From that moment until after dinner and until almost nightfall, the cousins had not a moment to themselves, for company came, and Rosa had to entertain. Nancy also helped out, the visitors being most interested in her simple reports from the neighboring state. When they were leaving (they were the Drydens from the Weirs and were staying at a hotel in Craggy Bluff) Rosa drove in town with them to bring some mail to the post office, but Nancy declined to go. Rosa was to meet Dell Durand and drive back with her, and as Dell had talked to Nancy on the phone and assured her she would be back before dark (all this in coaxing Nancy to go), there seemed no danger of delay for Rosa.

When they had all gone Nancy felt herself free at last to take her favorite stroll along the lake front. The sunset was glorious; golds, purples, greens and ashes of roses, in hues too brilliant to be so tersely described. Is there anything which can beggar description as can a sunset on that great, majestic lake! Words cannot tell of it, no more than the mist can veil it.

“It looks as if heaven were leaking joy,” thought Nancy, as she watched the descending beauty. Thinking of her mother, of Ted and of dear Manny, as she did every evening, this being a part of her filial love and devotion, Nancy gazed and wondered, until suddenly a step near her startled her from her reverie.

It was Orilla!

“Oh!” exclaimed Nancy. “I didn’t see you coming—”

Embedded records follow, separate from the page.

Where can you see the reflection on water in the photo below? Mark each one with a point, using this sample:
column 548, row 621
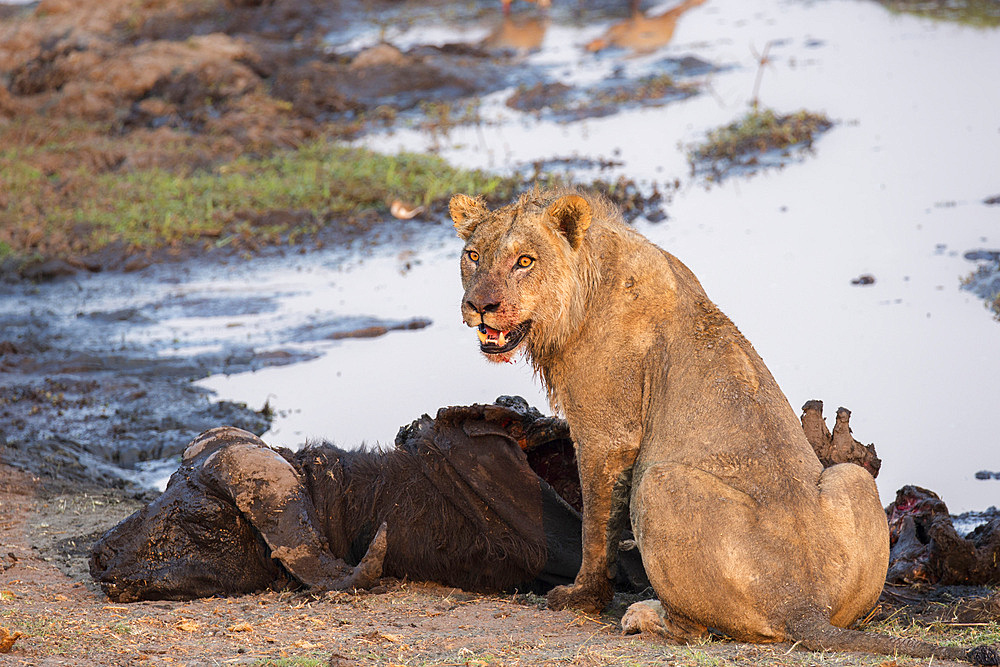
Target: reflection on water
column 895, row 190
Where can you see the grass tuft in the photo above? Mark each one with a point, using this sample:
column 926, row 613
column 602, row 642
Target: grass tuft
column 740, row 143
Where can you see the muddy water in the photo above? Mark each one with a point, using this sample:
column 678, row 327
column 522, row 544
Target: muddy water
column 894, row 190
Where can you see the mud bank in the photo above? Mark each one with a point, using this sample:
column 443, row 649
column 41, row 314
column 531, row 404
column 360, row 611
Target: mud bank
column 97, row 388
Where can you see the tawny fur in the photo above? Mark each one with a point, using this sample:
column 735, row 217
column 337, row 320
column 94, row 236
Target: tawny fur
column 680, row 427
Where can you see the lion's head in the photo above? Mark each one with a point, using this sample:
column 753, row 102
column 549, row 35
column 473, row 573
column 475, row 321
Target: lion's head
column 524, row 269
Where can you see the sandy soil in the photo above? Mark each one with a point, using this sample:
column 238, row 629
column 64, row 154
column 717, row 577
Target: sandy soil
column 46, row 594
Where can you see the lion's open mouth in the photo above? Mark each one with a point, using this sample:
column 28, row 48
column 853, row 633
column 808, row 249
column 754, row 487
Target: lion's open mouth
column 492, row 341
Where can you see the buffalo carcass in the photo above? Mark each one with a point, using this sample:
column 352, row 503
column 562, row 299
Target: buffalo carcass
column 456, row 499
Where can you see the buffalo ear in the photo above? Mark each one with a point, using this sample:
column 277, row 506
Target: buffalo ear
column 571, row 214
column 466, row 212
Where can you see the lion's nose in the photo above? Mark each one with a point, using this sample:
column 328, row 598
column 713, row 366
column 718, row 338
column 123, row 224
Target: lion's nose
column 486, row 308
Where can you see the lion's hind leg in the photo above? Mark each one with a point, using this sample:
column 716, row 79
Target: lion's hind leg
column 649, row 616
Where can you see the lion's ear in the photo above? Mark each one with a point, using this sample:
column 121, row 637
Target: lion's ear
column 571, row 214
column 466, row 212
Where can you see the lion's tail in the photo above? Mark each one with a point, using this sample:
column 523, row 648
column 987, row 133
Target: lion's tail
column 816, row 634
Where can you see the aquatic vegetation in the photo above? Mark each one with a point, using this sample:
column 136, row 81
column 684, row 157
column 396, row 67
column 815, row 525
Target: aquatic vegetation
column 976, row 13
column 742, row 144
column 984, row 281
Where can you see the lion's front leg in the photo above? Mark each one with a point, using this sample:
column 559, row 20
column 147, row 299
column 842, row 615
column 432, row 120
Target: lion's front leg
column 605, row 476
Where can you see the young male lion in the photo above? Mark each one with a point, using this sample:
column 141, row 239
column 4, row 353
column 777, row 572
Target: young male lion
column 677, row 420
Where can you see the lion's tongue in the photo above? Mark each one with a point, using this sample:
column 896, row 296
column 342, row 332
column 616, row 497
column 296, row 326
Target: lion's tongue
column 490, row 335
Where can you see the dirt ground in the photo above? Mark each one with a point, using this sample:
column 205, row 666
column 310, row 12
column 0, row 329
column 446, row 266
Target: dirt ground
column 177, row 84
column 46, row 594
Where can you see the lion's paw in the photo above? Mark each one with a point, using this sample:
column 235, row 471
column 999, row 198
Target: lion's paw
column 645, row 616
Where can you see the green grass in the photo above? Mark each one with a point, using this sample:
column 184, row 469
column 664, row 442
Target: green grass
column 152, row 207
column 755, row 133
column 975, row 13
column 53, row 204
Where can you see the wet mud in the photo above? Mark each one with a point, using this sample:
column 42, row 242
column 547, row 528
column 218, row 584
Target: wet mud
column 83, row 403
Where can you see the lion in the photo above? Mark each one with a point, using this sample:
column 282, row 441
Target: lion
column 680, row 428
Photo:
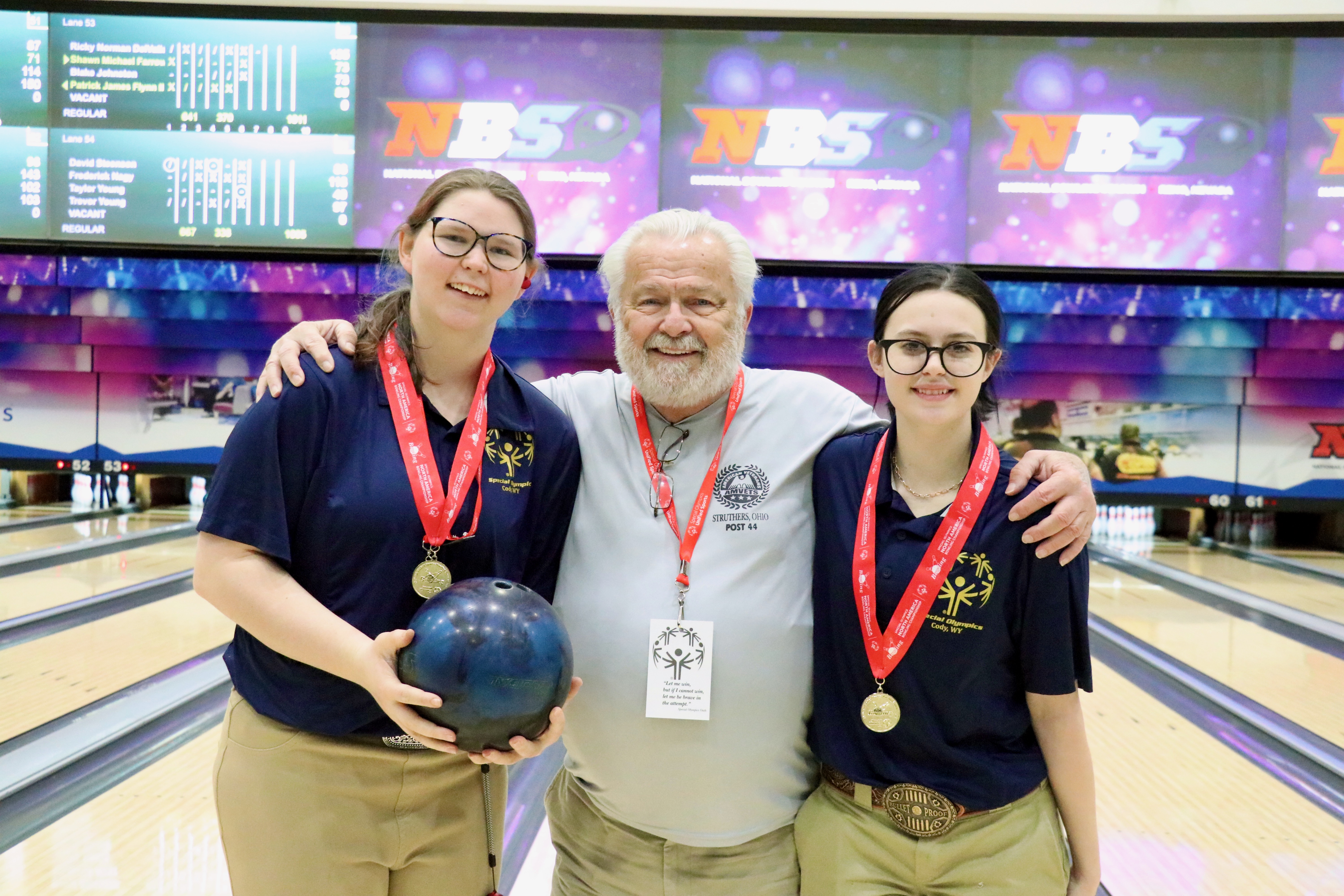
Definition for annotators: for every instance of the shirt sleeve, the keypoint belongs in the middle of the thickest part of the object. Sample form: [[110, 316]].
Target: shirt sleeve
[[859, 417], [554, 508], [1056, 657], [261, 483]]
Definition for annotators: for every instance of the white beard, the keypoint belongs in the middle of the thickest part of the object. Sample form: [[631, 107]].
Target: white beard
[[679, 383]]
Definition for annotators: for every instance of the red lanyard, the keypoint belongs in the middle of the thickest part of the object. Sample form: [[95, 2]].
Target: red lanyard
[[696, 524], [437, 511], [889, 648]]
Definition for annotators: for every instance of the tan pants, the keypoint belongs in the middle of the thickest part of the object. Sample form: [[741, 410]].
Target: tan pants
[[302, 815], [1014, 851], [599, 856]]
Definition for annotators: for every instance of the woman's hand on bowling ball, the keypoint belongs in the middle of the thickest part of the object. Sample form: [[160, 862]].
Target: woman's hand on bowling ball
[[397, 698], [525, 749]]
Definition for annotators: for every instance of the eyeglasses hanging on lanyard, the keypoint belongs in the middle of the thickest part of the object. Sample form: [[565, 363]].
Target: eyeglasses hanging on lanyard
[[661, 484]]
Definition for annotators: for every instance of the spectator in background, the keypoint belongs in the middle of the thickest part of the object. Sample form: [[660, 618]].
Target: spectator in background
[[1131, 463], [1040, 428]]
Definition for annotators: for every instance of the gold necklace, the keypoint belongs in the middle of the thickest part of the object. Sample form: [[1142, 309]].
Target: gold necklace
[[932, 495]]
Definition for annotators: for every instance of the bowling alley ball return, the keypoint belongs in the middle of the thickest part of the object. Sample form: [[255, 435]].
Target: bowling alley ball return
[[498, 656]]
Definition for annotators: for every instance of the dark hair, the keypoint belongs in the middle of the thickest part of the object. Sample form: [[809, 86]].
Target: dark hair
[[951, 279], [1038, 416], [394, 307]]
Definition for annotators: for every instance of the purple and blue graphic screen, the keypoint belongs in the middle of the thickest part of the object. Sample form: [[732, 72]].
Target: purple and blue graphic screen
[[1316, 158], [1128, 152], [572, 116], [822, 146]]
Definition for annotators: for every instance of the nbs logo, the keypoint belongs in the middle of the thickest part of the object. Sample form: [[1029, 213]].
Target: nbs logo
[[807, 138], [595, 132], [1089, 144], [1334, 164]]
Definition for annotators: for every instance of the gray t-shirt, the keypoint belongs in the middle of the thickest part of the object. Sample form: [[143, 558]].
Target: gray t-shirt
[[747, 770]]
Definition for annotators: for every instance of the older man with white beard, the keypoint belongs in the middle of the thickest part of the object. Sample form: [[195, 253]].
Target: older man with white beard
[[702, 804]]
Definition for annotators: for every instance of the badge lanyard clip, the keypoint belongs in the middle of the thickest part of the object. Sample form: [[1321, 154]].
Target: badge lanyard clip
[[696, 524], [683, 585]]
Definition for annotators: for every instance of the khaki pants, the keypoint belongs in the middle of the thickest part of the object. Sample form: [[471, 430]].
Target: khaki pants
[[302, 815], [1014, 851], [599, 856]]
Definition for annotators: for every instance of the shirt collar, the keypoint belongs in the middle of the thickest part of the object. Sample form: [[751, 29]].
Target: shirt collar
[[886, 491], [506, 404]]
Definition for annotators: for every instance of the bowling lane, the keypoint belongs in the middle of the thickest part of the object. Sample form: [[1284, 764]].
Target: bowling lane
[[1300, 592], [52, 676], [1331, 561], [1181, 815], [153, 834], [50, 588], [71, 534], [1290, 678]]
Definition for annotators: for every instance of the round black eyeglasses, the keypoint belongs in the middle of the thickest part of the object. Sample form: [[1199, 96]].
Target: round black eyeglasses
[[456, 238], [909, 357]]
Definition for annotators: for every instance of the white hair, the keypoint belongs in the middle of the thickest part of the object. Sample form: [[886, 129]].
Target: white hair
[[682, 225]]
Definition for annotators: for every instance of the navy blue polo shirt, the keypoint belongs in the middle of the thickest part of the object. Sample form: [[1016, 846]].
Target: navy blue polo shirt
[[1005, 624], [315, 479]]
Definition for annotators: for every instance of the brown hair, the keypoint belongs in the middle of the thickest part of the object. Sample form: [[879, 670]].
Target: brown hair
[[394, 307]]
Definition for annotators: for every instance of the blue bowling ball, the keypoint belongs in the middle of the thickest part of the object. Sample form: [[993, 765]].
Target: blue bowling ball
[[498, 656]]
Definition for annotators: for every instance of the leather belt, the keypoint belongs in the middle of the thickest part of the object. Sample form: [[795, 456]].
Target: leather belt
[[404, 742], [915, 809]]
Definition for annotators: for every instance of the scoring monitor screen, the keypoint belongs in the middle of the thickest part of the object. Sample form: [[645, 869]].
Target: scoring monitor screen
[[202, 131], [24, 124]]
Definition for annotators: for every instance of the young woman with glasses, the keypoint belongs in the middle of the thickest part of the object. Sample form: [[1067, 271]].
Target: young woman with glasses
[[948, 656], [335, 511]]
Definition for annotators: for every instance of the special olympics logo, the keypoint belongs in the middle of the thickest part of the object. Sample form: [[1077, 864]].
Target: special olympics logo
[[741, 485], [678, 649]]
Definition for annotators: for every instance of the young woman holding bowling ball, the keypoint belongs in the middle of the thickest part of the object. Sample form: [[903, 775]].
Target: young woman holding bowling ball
[[948, 656], [335, 511]]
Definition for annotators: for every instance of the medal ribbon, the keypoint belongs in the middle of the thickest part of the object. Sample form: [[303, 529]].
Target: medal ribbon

“No, one can’t. I have so many secret little paths around here,” spoke Orilla, and Nancy noticed that her voice was very low, subdued, and her words rather well chosen.

“But I’m so glad you came,” Nancy hurried to add. “We’ve been looking everywhere for you, all day.”

“I’ve been away, to the city, and I’m so tired!” With a sigh she sank down upon the lake-side bench. “I believe I would die if I had to live in a city,” she murmured.

“It is dreadfully stuffy after air like this,” agreed Nancy. “But you are not sick, are you, Orilla?” she asked anxiously, for Orilla did seem very unlike herself.

“No, I guess not. I have an awful headache but—don’t let us talk about sickness,” Orilla broke off suddenly. “I have something more important to talk of to-night.”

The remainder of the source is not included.